Biz henüz yaşadığımız geçmişten kurtulamadık.
Geçmişteki kavgayı bir türlü bitiremediğimiz için, geleceği de o kavganın üstüne bina etmeye çalışıyoruz.
*
Benim çocukluğumda bazı aileler için “Onlar çok alafranga” denirdi.
Bu, bir aşağılama tanımlamasıydı.
Mezhebi genişten, kadınları aşüfteye kadar çeşitli basamakları olan bir hakaret sözüydü.
*
Alafrangalar da diğerleri için “Aman bırak şu köylüleri” derdi.
Bu da onların istiskal tarzıydı.
Cahil olmaktan pis olmaya kadar çeşitli küçümsemeleri içeren bir hor görmeydi.
*
“Alafranga” denilen modernlerle, “köylü” denilen alaturkaların kavgası burada Tanzimat’tan beri bitmedi.
Hâlâ da sürüyor.
*
Her toplum, kendisini yenen toplumlara gizli bir hayranlık duyar ve onları taklit etmeye çalışır.
Osmanlı da son döneminde kendisini yenen Batı’yı taklit etmeye çalıştı.

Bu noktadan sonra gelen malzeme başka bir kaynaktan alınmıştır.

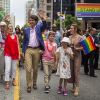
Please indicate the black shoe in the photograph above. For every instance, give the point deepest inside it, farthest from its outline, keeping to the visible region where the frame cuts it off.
(86, 73)
(46, 90)
(34, 86)
(97, 68)
(28, 89)
(54, 71)
(93, 76)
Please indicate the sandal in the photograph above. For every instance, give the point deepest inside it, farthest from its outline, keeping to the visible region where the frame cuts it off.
(7, 86)
(14, 83)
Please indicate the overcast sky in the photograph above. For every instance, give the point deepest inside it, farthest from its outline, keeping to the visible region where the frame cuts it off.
(18, 9)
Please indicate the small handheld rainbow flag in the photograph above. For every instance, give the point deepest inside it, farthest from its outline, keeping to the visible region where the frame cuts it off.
(88, 45)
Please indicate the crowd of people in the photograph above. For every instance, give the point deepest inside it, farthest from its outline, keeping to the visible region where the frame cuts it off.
(58, 52)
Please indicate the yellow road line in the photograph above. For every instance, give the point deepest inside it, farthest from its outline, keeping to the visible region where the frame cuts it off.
(17, 87)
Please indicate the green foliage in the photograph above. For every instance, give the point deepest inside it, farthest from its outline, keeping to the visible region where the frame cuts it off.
(69, 19)
(2, 14)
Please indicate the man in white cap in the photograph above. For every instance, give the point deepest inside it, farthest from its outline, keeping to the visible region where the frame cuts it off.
(2, 43)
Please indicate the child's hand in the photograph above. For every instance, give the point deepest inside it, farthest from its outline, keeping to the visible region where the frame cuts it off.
(56, 64)
(64, 65)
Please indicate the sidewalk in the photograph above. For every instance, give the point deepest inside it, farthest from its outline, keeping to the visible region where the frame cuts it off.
(89, 88)
(13, 92)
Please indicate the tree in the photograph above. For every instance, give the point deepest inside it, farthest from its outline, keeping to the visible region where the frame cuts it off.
(69, 19)
(2, 14)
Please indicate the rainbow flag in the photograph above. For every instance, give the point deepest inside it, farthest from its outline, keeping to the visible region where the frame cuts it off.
(88, 45)
(87, 9)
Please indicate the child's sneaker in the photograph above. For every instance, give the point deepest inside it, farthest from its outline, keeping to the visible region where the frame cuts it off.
(46, 90)
(65, 93)
(59, 91)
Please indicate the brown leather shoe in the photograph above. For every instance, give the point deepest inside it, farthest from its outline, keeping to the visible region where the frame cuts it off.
(34, 86)
(28, 89)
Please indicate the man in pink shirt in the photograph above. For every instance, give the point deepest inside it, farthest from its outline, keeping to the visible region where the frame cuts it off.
(49, 59)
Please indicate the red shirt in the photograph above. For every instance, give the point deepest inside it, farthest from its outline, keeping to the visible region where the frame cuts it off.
(12, 47)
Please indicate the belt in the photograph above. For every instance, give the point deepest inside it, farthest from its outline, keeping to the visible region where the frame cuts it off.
(32, 47)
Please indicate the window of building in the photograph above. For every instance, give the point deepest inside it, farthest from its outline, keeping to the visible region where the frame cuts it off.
(48, 7)
(48, 1)
(96, 25)
(49, 14)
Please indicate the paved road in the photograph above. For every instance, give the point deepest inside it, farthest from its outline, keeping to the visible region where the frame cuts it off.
(89, 88)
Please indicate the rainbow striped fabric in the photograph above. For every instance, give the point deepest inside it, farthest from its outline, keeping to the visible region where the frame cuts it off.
(88, 45)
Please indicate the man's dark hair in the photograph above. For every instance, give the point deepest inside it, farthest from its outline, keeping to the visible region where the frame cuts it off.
(34, 17)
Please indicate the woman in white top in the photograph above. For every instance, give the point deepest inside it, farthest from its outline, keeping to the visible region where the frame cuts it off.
(63, 55)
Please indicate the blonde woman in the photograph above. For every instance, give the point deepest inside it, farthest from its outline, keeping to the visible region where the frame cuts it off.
(11, 53)
(75, 44)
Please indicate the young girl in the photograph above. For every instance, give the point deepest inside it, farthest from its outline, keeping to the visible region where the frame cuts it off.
(49, 59)
(63, 56)
(11, 53)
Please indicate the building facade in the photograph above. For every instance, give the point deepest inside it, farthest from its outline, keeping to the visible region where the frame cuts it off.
(5, 5)
(90, 21)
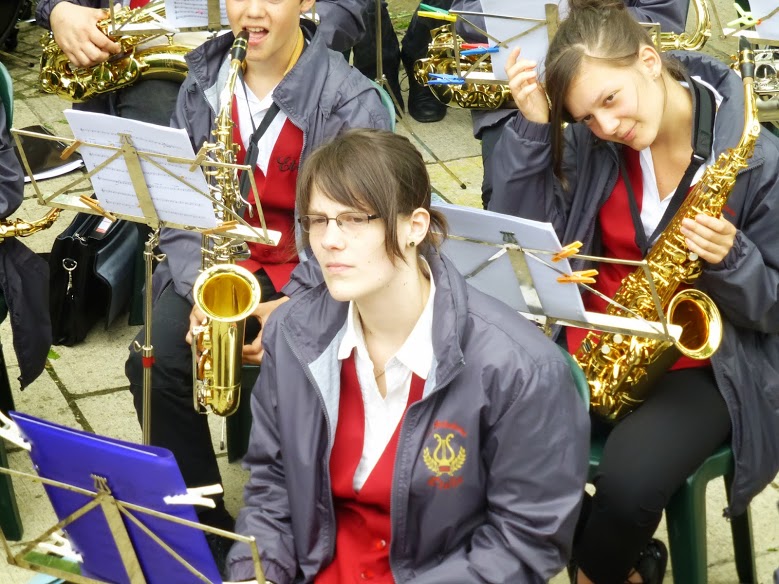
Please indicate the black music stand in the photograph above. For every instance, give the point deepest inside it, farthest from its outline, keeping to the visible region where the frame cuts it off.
(522, 263)
(137, 186)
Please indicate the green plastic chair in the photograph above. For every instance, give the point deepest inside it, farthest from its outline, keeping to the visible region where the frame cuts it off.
(387, 101)
(7, 95)
(686, 511)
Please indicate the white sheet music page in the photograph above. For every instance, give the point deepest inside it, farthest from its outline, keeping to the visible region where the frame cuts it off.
(174, 201)
(768, 28)
(525, 17)
(483, 235)
(191, 13)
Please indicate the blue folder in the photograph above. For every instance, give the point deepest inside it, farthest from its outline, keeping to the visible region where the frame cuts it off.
(142, 475)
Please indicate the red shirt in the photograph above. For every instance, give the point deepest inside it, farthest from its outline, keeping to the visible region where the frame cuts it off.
(618, 235)
(363, 523)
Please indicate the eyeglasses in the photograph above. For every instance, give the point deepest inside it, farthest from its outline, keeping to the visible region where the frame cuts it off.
(351, 222)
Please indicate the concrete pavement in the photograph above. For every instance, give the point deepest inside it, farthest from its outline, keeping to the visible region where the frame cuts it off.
(85, 387)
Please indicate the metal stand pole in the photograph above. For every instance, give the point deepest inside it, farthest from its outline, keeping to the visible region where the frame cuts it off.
(147, 350)
(382, 81)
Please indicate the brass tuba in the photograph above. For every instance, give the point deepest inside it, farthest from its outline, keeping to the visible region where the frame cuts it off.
(225, 292)
(620, 369)
(165, 61)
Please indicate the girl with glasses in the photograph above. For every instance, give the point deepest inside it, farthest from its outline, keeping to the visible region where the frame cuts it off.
(406, 427)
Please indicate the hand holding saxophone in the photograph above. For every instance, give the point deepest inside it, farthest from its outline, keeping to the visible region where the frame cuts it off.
(526, 90)
(709, 237)
(76, 32)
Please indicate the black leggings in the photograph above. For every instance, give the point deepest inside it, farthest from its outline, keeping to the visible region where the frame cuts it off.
(646, 458)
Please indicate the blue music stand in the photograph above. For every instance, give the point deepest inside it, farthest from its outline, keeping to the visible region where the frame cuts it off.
(110, 499)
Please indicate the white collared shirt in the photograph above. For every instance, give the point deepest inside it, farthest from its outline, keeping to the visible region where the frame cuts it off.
(652, 208)
(382, 415)
(248, 102)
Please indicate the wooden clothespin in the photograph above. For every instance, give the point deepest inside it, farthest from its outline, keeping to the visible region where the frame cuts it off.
(70, 150)
(567, 251)
(95, 206)
(226, 226)
(581, 277)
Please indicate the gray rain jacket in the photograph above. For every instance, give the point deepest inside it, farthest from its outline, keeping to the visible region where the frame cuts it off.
(322, 95)
(745, 285)
(506, 516)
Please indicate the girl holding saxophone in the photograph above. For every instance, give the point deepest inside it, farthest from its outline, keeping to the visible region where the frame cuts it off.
(607, 180)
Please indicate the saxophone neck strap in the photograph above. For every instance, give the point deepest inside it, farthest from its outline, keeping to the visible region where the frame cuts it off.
(703, 111)
(254, 149)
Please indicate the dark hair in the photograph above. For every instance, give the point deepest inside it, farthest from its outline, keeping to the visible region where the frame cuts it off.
(598, 30)
(377, 172)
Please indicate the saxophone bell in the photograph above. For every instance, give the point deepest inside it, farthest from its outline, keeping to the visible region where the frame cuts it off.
(227, 294)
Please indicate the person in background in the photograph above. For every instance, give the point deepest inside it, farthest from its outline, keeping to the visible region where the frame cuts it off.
(628, 145)
(487, 125)
(312, 95)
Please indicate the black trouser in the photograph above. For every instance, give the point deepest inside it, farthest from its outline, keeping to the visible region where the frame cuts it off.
(646, 458)
(175, 424)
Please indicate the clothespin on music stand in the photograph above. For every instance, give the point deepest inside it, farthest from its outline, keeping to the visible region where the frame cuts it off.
(11, 432)
(580, 277)
(567, 251)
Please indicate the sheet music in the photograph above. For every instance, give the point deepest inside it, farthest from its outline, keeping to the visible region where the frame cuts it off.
(533, 44)
(768, 28)
(499, 279)
(174, 201)
(192, 13)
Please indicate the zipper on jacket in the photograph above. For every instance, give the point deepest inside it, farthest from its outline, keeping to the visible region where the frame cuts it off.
(330, 506)
(401, 439)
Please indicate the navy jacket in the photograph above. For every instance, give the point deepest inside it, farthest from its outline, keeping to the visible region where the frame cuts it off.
(510, 516)
(745, 285)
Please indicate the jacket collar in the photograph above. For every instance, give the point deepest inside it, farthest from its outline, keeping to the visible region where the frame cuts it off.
(209, 67)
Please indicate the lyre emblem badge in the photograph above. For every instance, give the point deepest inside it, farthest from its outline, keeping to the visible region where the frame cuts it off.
(446, 458)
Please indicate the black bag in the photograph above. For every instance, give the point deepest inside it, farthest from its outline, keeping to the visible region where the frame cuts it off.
(91, 265)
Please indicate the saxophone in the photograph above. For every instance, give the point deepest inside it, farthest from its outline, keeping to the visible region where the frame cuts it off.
(21, 228)
(487, 92)
(225, 292)
(621, 369)
(57, 76)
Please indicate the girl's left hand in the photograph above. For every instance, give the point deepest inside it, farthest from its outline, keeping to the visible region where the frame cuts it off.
(709, 237)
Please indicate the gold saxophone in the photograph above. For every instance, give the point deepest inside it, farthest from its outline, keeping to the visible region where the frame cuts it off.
(58, 76)
(225, 292)
(21, 228)
(495, 94)
(621, 369)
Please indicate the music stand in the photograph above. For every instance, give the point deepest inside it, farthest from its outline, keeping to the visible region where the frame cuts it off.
(539, 14)
(522, 263)
(137, 185)
(124, 507)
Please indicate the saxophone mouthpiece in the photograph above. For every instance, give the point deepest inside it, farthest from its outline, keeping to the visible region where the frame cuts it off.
(238, 50)
(746, 58)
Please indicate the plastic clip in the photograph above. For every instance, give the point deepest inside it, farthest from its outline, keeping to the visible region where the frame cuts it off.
(567, 251)
(11, 432)
(581, 277)
(196, 496)
(444, 79)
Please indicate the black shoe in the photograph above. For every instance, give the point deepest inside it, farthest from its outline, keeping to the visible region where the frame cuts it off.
(652, 562)
(219, 547)
(422, 104)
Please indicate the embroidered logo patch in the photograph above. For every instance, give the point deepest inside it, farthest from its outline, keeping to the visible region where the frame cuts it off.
(447, 456)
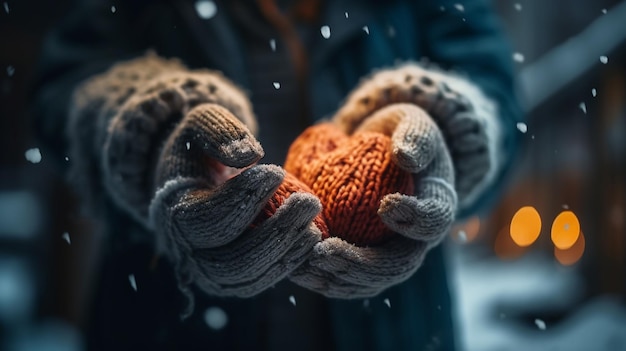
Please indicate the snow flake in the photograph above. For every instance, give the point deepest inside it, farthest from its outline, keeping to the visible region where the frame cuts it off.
(540, 324)
(33, 155)
(518, 57)
(462, 235)
(215, 318)
(206, 9)
(133, 282)
(325, 30)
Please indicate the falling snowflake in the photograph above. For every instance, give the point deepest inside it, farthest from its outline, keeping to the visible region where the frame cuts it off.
(462, 235)
(540, 324)
(133, 282)
(206, 9)
(215, 318)
(33, 155)
(518, 57)
(325, 30)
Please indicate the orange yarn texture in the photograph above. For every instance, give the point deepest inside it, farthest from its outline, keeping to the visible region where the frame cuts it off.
(350, 175)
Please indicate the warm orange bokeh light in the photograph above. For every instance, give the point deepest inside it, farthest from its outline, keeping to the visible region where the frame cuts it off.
(573, 254)
(525, 226)
(565, 230)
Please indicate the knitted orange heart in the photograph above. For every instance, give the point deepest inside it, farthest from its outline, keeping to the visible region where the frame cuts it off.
(350, 175)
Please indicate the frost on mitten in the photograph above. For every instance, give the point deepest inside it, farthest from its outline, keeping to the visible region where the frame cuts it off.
(289, 186)
(350, 175)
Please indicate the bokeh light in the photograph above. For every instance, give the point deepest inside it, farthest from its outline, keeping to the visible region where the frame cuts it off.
(565, 230)
(525, 226)
(573, 254)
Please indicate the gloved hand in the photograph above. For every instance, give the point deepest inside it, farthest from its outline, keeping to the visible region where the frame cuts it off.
(465, 116)
(337, 268)
(171, 146)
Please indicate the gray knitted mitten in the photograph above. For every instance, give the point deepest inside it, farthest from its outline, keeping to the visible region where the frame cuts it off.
(466, 117)
(169, 146)
(340, 269)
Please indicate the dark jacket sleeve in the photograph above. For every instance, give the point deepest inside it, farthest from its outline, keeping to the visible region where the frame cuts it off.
(467, 37)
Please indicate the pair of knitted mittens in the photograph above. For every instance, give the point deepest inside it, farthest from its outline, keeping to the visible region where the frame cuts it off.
(380, 218)
(175, 149)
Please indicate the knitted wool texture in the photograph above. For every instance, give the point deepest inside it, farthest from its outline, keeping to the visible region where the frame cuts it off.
(350, 175)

Yenilgilerin nedenini Batılılar gibi yaşamamaya bağladı.
*
Batılıların, kendilerini yenecek güce nasıl ulaştığını, hangi aşamalardan geçtiğini doğru dürüst araştırmadılar.
Matbaanın, fikir özgürlüğünün, bilginin yayılmasının, endüstri devriminin, ihtiyaçtan doğan bir şehirleşmenin, Rönesans’a dayanan bir estetiğin etkilerini göremediler.
*
Üretimsiz bir toplum, nasıl yaşarsa ilerleyeceğini tartıştı hep.
Nasıl üretirse ilerleyeceğini hemen hemen hiç düşünmedi.
*
Bugün de Batı toplumları, bilgi üretirken Türkiye bilgi üretiminin dışında kaldı.
Yaşama biçiminden dolayı değil, üretim biçiminden dolayı geride kaldığını da hâlâ fark edemiyor.
*
Alafranga-alaturka kavgası ise gittikçe hız kazanıyor.
Cumhuriyetin ilk döneminde iktidarı asker zoruyla elinde tutan alafrangalar, iktidarı şimdi alaturkalara kaptırdılar.
*
Alafrangalık ile alaturkalık sürekli kavga ediyor.
Çünkü iki taraf da farklı yaşam biçimlerinin bir arada olabileceğine inanmıyor.
*
“Herkes alafranga olsun” yahut “Herkes alaturka olsun” dedikçe de bu kavga bitmeyecek.
Türkiye “Herkes istediği gibi olsun” aşamasına ulaşana kadar epeyce bir beladan geçecek.
*
Bu aşamaya ulaşılacak mı?
Elbette ulaşılacak.
*
Birbirini yok edemeyeceklerini, yok etmeye uğraştıkça da belanın bitmediğini kavrayacakları bir gün.
Kavganın da sıkıcı olacağı günler gelecek.
*
“Nasıl yaşarsak ilerleriz” kavgası yerini “Nasıl üretirsek ilerleriz” tartışmalarına bıraktığı zaman Türkiye “çizmeli kedinin sihirli çizmelerini” giyer.
*
Kendisi istemese de dünya, zaman, hayat Türkiye’yi o noktaya getirir.
O noktaya gelene kadar çok kanlı badirelerden geçmesin bu toplum, asıl sorun bu.
*
Bu ülkenin gençlerine yazık oluyor.
Amerika’da gencecik çocuklar bilgisayar icatlarıyla milyonlarca dolar kazanırken, bizimkilerin hâlâ kefenle dolaşmasına insan üzülüyor.
*
Bir gün bu ülkede de bilgisayar yaratıcıları çıkar, çağdaş üretim artar.
O zaman kafana sarık sarmakla ya da şort giymekle ülkenin gelişmesinin hiç ilgisinin olmadığı anlaşılır.
Alafranga-alaturka kavgası da ancak o zaman biter.